Walz by contrast is basking in the glow of a positive four-point gap between his favorability ratings, which poses him with a completely different set of challenges on debate night. He will need to parry Vance’s attempts to frame him as the misinformation candidate based on misrepresentations Walz made about his military record, defuse his rivals claims that he is dangerously liberal, and refuse to be knocked off track.
“Walz just needs to get in and out of the debate without causing trouble for his ticket,” Burden said.

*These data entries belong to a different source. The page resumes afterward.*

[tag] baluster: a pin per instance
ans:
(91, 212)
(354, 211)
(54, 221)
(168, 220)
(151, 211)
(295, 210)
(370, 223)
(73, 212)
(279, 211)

John Conway, director of strategy for Republican Voters Against Trump, said that Walz was best advised to follow Harris’s playbook. He organised focus groups the day after Harris’s debate with Trump, involving voters from five battleground states who backed Trump in 2016 but switched to Biden in 2020.
The focus group attendees were enthusiastic about Harris’s dual approach to the debate – attack Trump for his lies and felony convictions, but also lay out a positive plan for the future of the country. “That’s the blueprint Walz must follow,” Conway said, “attack when appropriate but also be substantive on the issues.”
There have been several memorable made-for-TV moments from the VP debates since the first in 1976 between senators Bob Dole and Walter Mondale. Most celebrated is the 1988 incident when the Democrat Lloyd Bentsen chastised George H Bush’s running mate, Dan Quayle, for comparing himself to John F Kennedy.
“Senator, I served with Jack Kennedy. I knew Jack Kennedy. Jack Kennedy was a friend of mine. Senator, you’re no Jack Kennedy.”
“That was really uncalled for, senator,” Quayle wailed.
More recently, John McCain’s running mate, Sarah Palin, ribbed Joe Biden, the Democratic VP candidate running with Barack Obama, in 2008, by telling him: “Aw, say it ain’t so, Joe.”
Those were neat soundbites that entered the lexicons. But it is notable that neither Bentsen nor Palin were rewarded where it matters – at the ballot box.
In fact, vice-presidential debates have tended to be underwhelming in terms of the lasting imprint they have left on US elections. Larry Sabato, professor of politics at the University of Virginia, pointed out that even after the dynamic presidential debate between Harris and Trump earlier this month, which was watched by 67 million TV viewers and which Harris was widely judged to have won, the race remains essentially neck-and-neck in the critical battleground states.
Sabato said that given the lack of consequences from the debate at the top of the ticket, he expected Tuesday’s vice-presidential tussle to be equally inconclusive. “I don’t expect the vice-presidential debate to make any impact,” he said.
Yet this is no ordinary election. Joe Biden’s departure and the sudden elevation of Harris, together with Trump refusing to participate in a second debate with her, has raised the stakes.
Tuesday’s spectacle will probably be the final debate before election day on 5 November. “This is really the last main national moment in the campaign, so I do think it is important,” Mook said.
Apart from the economy, immigration and foreign wars, which are certain to be addressed during the debate, a more amorphous struggle is likely to play out on stage: who will own the mantle of “authentic midwesterner”? Will it be Nebraska-born Walz, or the bestselling author of Hillbilly Elegy, Ohio’s Vance.
The rivalry goes beyond mere aesthetics or regional loyalties. It resonates heavily in those states where the election could be decided – the three so-called “blue wall” states of Wisconsin, Michigan and Pennsylvania.
“I don’t know if the word ‘midwestern’ will be used in the debate, but feelings about the midwest will come through,” Burden said.
The candidates offer a diametrically opposed vision of the heartlands. Walz’s midwest is folksy and homely, a world where neighbors look after each other, where football coaches double up as local heroes (Walz coached the sport at Mankato West high school from 1997), and where joy fills the air.
Vance’s is a much darker picture of drug addiction, broken families and the threat of immigration. His is the midwest of Trump’s “American carnage” dystopia.
Two utterly contrasting visions. Two tough and determined candidates. Gentlemen, shall we begin?